Nous arrivons à l’hôtel de nuit, le Trento DOC n’a jamais été aussi bon et la polenta aussi savoureuse. Nous profitons des deux derniers jours à skier ensemble ces montagnes magnifiques.
Il miracoloso
Nous apprendrons plus tard qu'il miracoloso a uniquement deux vertèbres cassées, ce qui est un véritable miracle après une chute de 200 mètres. Ce type est littéralement tombé du ciel. À vrai dire, nous aussi.
Nous avons aussi appris que nous étions les premiers de la saison à skier cette vallée.

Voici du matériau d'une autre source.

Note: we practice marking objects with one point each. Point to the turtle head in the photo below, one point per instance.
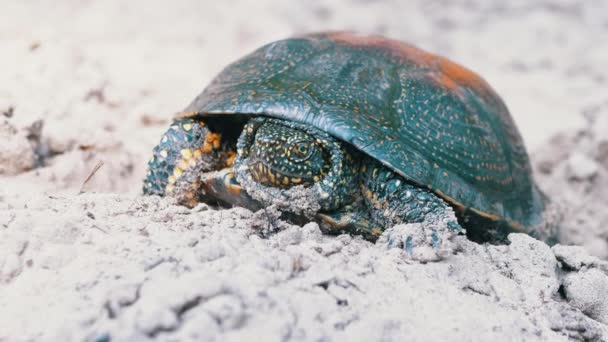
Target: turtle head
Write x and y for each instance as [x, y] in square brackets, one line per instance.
[286, 161]
[283, 157]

Quand je pense que nous avons longtemps hésité entre cet itinéraire et un autre, je me dis que parfois la vie ne tient pas à grand-chose.
Nicolas Gendre portant notre Moiry Black avec les lentilles Zeiss Flash Electric (cat. 4)
Informations pratiques
En cette fin de saison, les conditions dans les Dolomites sont exceptionnelles. Si le cœur vous en dit, n'hésitez pas à rendre visite à Carla et son hôtel fantastiqueet contactez Eric Giradini pour vous guider - nous vous le recommandons vivement !
Très belle fin de saison à tous.
PS 1 : ne partez jamais seuls
PS 2 : un téléphone satellite en montagne, ça peut toujours être utile, même en 2024.